Artificial life based on neural network animals - "Merks" - evolving in a rich environment
Keywords: Artificial life, Soft Articial Life, Artificial Neural Networks, Deep neural networks, Genetic Algorithms, Evolution, Natural Selection, Open-Ended Evolution, Swarm Intelligence, Emergence
The world of Merks has been largely inspired from Geb [1], but is presented in a more generic, modular way, which I hope will help a broad re-use of the code and spreading of the experimentation.
Merks are little artifical animals living in an artificial environment, and each of them have a Neural Network and a Genome. A Merk has a sense of the surrounding environment and takes actions thanks to the Neural Network. The Neural Network itself is build according to its binary Genome at the time of birth. By design, each Merk has only innate response and can not learn from experience in its lifetime. However, from generation to generation the Merk populations undergo evolutionary changes. With natural selection, the Merks develop an increasingly rich and adapted behaviour.
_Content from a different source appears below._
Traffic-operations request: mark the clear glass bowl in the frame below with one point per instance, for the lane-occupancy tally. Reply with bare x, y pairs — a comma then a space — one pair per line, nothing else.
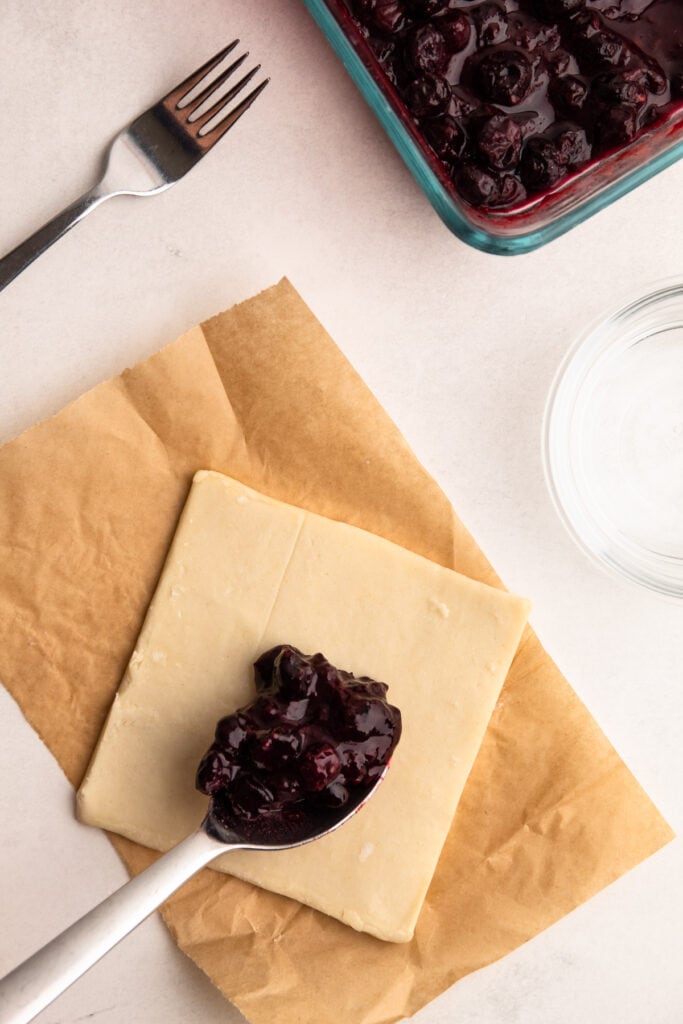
613, 440
505, 231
The Genome of Merks evolve thanks to pairwise "sexual" reproduction - the genome of a new Merk is created from merging two parent Merks, and also with random mutations.
The world can be diverse and present challenges to the Merks, that foster interesting evolutionary changes and behaviour. My belief is that it is possible to see sophisticated population dynamics, intra-species social behaviour, inter-species symbiosis, predation or cohabitation, and offer a sandbox for what should be the dream and goal of Artificial Life Research: open-ended evolution.
My second belief is that this model is strong enough to produce interesting result by putting Merks in new, challenging environments. My invitation to you is to take on this project yourself, and build new environment rules that produce surprising results. Change the physics, change the reproduction system if you see fit. Experiment and come back to share your discoveries ! Let us enter together the area of Life 2.0.
[1] A. D. Channon, Improving and still passing the ALife test: Component-normalised activity statistics classify evolution in Geb as unbounded, in Proceedings of Artificial Life VIII, Sydney (R. K. Standish, M. A. Bedau and H. A. Abbass, eds.), (Cambridge, MA), pp. 173–181, MIT Press, 2003. Instructions for replicating the runs discussed in this paper.